REVIEW: SMLH - Occoneechee Haunts + Staring Thru The Wall

Raquel Dalarossa

“Precocious” is not a word I like to use, but in Sam Higgins’ case, it’s inescapable. The North Carolina native first started writing music in middle school, using a hand-me-down tape recorder to capture his sounds. At seventeen, he opened up a Bandcamp page and put his fuzzy, droney pop songs out into the world, under the newfound moniker SMLH (initials to his lengthy full name). But with the recent release of his double EP, Occoneechee Haunts + Staring Thru The Wall, Sam Higgins is growing up.

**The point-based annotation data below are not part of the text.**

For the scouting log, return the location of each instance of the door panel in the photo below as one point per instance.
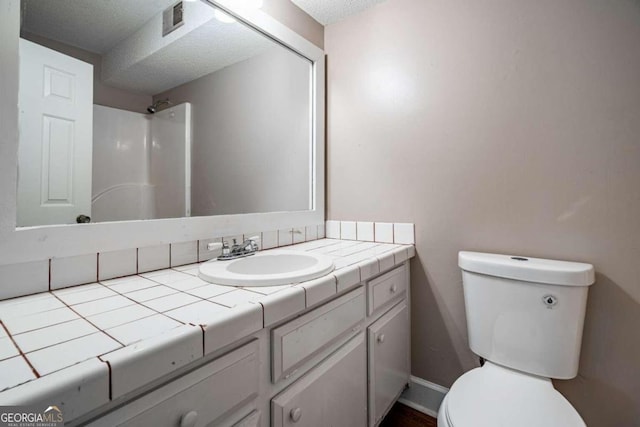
(56, 137)
(331, 395)
(388, 340)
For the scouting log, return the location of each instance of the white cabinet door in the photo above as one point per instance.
(331, 395)
(56, 137)
(388, 341)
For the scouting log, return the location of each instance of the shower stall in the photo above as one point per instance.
(141, 164)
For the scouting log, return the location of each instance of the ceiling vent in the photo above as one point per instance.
(172, 18)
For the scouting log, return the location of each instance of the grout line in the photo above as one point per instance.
(110, 378)
(24, 356)
(203, 339)
(87, 320)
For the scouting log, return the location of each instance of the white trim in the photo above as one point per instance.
(37, 243)
(423, 396)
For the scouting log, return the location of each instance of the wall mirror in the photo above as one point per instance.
(151, 109)
(258, 165)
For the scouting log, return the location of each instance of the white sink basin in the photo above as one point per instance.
(269, 268)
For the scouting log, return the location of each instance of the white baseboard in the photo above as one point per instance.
(423, 396)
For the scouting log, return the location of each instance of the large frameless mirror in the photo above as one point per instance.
(149, 109)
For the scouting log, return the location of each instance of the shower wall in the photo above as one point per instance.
(136, 171)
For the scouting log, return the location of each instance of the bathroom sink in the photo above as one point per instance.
(269, 268)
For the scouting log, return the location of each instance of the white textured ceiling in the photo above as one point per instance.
(208, 48)
(103, 26)
(331, 11)
(94, 25)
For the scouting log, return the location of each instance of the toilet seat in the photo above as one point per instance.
(497, 396)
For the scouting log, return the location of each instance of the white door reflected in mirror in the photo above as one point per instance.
(56, 134)
(245, 146)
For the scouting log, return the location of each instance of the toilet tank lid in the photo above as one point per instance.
(528, 269)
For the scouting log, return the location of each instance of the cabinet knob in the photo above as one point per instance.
(295, 414)
(189, 419)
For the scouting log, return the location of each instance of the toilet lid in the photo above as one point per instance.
(496, 396)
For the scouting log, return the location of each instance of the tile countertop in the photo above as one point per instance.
(111, 337)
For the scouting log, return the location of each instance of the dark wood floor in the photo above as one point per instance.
(403, 416)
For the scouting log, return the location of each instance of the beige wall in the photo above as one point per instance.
(295, 18)
(502, 126)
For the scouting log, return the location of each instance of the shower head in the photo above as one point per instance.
(154, 107)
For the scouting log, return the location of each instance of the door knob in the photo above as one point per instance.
(189, 419)
(81, 219)
(295, 414)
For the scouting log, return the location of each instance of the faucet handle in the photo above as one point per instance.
(214, 246)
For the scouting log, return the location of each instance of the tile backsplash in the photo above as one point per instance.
(381, 232)
(57, 273)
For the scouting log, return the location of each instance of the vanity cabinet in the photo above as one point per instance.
(331, 394)
(343, 363)
(388, 342)
(205, 396)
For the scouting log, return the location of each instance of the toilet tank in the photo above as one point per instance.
(526, 313)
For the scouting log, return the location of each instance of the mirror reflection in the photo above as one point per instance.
(157, 109)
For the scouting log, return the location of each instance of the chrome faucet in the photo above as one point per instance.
(248, 247)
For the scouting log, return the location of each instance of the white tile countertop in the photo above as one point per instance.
(112, 337)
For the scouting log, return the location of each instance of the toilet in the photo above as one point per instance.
(525, 319)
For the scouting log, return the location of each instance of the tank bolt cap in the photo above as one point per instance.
(549, 300)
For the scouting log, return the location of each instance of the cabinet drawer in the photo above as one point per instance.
(386, 288)
(331, 394)
(205, 395)
(297, 341)
(388, 341)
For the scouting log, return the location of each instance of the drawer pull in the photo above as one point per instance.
(295, 414)
(189, 419)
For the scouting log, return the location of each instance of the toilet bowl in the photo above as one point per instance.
(495, 396)
(524, 318)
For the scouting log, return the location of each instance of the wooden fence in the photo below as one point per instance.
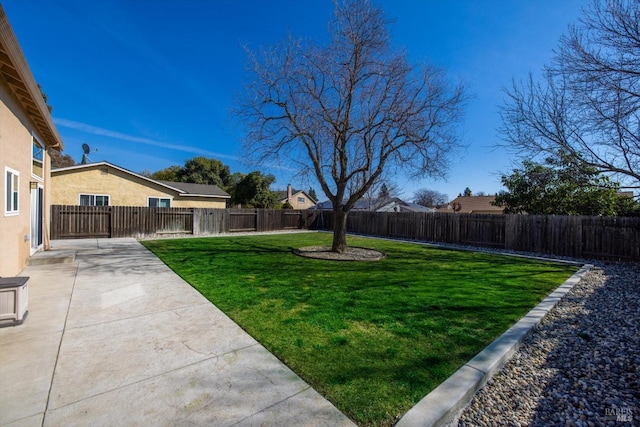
(69, 222)
(612, 238)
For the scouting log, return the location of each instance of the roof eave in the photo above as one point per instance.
(16, 72)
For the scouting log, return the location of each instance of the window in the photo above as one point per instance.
(37, 163)
(11, 195)
(94, 200)
(159, 202)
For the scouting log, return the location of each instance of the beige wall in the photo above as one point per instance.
(297, 205)
(16, 153)
(122, 188)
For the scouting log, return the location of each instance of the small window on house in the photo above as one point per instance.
(159, 202)
(37, 160)
(94, 200)
(11, 194)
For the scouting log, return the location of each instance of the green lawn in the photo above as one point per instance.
(372, 337)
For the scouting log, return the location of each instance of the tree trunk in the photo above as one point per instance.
(339, 230)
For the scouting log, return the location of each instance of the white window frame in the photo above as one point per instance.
(158, 198)
(34, 143)
(93, 200)
(11, 190)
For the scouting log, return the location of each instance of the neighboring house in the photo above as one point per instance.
(27, 134)
(472, 204)
(389, 204)
(298, 199)
(105, 184)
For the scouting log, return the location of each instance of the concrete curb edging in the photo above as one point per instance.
(443, 405)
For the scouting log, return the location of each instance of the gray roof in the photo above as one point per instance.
(197, 189)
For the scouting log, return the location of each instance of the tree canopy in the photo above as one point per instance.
(253, 190)
(587, 105)
(349, 110)
(561, 187)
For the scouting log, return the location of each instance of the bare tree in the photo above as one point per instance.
(587, 106)
(349, 110)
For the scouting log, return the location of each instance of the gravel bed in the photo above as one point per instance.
(579, 367)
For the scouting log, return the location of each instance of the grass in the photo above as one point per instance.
(372, 337)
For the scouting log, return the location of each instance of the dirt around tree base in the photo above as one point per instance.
(351, 254)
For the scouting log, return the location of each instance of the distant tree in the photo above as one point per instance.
(167, 174)
(253, 190)
(587, 104)
(430, 198)
(349, 110)
(560, 188)
(59, 160)
(312, 194)
(203, 170)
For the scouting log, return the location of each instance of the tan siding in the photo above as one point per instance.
(122, 188)
(192, 202)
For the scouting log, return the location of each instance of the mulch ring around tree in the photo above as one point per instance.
(351, 254)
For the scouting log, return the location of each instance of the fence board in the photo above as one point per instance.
(575, 236)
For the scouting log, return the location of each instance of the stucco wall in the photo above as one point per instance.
(15, 153)
(297, 205)
(122, 188)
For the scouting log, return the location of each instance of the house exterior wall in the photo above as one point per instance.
(299, 205)
(122, 188)
(16, 141)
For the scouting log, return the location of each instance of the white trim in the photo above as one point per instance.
(8, 197)
(180, 192)
(94, 196)
(159, 198)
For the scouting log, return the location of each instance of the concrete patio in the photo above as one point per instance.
(114, 337)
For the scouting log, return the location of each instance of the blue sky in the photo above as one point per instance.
(149, 83)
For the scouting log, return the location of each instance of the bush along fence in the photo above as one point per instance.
(611, 238)
(71, 222)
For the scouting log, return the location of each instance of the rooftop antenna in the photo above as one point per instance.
(85, 157)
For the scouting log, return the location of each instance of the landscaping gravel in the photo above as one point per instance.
(579, 367)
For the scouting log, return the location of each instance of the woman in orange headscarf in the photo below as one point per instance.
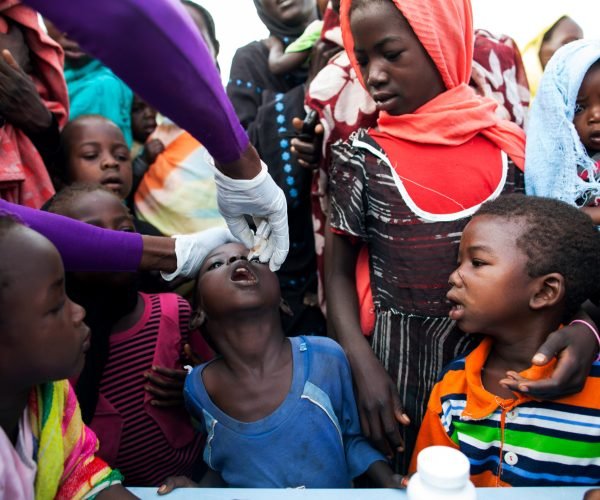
(407, 189)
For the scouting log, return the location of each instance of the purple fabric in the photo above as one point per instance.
(83, 247)
(155, 48)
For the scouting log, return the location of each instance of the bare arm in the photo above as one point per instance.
(379, 405)
(115, 492)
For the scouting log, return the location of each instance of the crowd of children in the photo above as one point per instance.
(461, 262)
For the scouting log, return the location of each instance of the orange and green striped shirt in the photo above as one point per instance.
(514, 442)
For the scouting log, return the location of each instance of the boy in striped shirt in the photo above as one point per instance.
(525, 266)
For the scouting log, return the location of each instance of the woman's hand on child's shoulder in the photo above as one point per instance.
(379, 406)
(165, 385)
(576, 348)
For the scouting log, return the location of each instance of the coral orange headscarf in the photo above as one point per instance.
(445, 29)
(23, 175)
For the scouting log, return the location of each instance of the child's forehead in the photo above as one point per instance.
(95, 128)
(497, 225)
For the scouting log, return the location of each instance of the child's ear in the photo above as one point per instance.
(550, 290)
(198, 319)
(285, 308)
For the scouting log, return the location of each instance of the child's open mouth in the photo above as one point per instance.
(242, 275)
(456, 312)
(595, 138)
(113, 182)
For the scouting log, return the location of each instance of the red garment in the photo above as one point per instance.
(445, 28)
(23, 175)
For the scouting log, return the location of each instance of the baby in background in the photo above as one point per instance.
(279, 412)
(283, 60)
(525, 265)
(563, 137)
(136, 351)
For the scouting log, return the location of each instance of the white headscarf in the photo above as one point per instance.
(554, 150)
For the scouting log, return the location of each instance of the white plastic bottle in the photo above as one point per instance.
(442, 474)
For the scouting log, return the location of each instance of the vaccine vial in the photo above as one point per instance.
(442, 474)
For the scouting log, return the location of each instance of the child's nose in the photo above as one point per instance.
(376, 75)
(236, 258)
(78, 313)
(595, 113)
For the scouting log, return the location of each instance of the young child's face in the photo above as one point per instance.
(14, 41)
(567, 31)
(98, 154)
(228, 282)
(587, 110)
(102, 209)
(43, 336)
(143, 119)
(290, 12)
(398, 72)
(490, 288)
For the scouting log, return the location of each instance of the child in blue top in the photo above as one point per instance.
(563, 136)
(279, 412)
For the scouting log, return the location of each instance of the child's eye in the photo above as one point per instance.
(361, 61)
(57, 308)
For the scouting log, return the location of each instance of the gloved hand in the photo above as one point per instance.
(192, 249)
(262, 199)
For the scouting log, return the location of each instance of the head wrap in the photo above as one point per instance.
(531, 57)
(554, 150)
(24, 178)
(277, 28)
(445, 29)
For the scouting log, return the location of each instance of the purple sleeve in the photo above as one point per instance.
(83, 247)
(155, 48)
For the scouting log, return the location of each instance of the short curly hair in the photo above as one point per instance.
(557, 238)
(61, 202)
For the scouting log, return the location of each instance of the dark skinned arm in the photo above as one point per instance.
(115, 492)
(383, 476)
(575, 347)
(379, 406)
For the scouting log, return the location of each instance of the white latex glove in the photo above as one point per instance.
(192, 249)
(262, 199)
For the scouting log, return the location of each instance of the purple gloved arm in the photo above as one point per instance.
(155, 48)
(83, 247)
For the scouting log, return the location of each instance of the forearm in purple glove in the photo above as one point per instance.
(83, 247)
(155, 48)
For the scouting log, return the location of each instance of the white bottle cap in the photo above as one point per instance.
(443, 467)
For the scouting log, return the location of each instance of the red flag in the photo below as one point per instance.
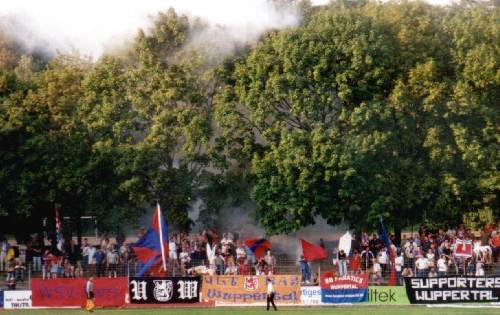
(258, 246)
(312, 252)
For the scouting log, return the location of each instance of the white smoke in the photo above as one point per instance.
(91, 26)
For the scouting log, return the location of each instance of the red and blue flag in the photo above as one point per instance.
(258, 246)
(152, 248)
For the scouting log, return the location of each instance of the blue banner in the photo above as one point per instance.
(346, 289)
(344, 296)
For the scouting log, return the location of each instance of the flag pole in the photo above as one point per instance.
(161, 236)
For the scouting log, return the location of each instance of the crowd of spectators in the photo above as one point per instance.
(431, 252)
(208, 253)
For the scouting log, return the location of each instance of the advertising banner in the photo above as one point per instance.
(387, 295)
(310, 295)
(17, 299)
(250, 289)
(347, 289)
(164, 290)
(460, 289)
(71, 292)
(463, 248)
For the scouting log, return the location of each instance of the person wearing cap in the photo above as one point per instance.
(270, 293)
(89, 290)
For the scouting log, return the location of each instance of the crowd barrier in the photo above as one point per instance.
(165, 290)
(71, 292)
(251, 290)
(452, 290)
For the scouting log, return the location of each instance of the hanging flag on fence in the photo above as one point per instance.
(313, 252)
(258, 246)
(463, 248)
(59, 235)
(392, 256)
(152, 249)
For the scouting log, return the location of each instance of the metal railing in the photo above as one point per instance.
(23, 276)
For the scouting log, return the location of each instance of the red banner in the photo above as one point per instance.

The first side of this cassette (and digital) release, Occoneechee Haunts, consists of seven tracks originally released this past January, though they feel like the soundtrack to hazy, warm months. “Summer Daze,” for one, features super fuzzy vocals amid a jumble of other lo-fi instrumental elements but a bright, acoustic guitar sits atop it all to really drive home the summery sentiment. Higgins’ music can sometimes sound like Ty Segall doing Mac Demarco covers; in particular, third track “Can You Feel It, Like I Feel It (?)” feels like a more conked-out version of Mac’s “Let Her Go.”

As with both Segall and Demarco, Higgins has a penchant for pop, and he too sprinkles his killer melodies with plenty of quirks. “Speak In Tongues (6991),” for one, achieves an irresistible catchiness but is replete with alien touches. Meanwhile, on Side A’s most poignant track, the instrumental “Night Ryder/Occoneechee Haunts,” ambient drones seem to float beside car engine noises. These details make for an intriguing charm in SMLH’s music—something that feels invitingly curious.

Certainly, this offbeat charisma carries over into Side B of the release, Staring Thru The Wall, which was first released in August. But the second EP’s opening song, “Year From Now,” immediately sets this little collection apart from its brother. Higgins’ voice is suddenly much more clear and intelligible, revealing his halfhearted tone as he sings lines like “She says give it a year or two / But it’s been far too many for me,” with a sigh caught in his throat. “Novelty Beat/'Hey You!'” contains plenty of experimental touches, but here they take on a menacing tone. And even as the closing song, “Russian Flashlights,” gives us a glimmer of upbeat, happy instrumentals, Higgins still chooses to wind it down with over five minutes’ worth of sad, slowly fading ambient noise.

With these two EPs placed back to back on his first official, label-backed release (DC’s Babe City Records), the shift in Higgins’ songwriting becomes abundantly clear. There’s a distinct difference in overall tone between the two, which hints at an artistic development well underway. And with Higgins already working on his first full-length, we are left to wonder where his explorations might take him next.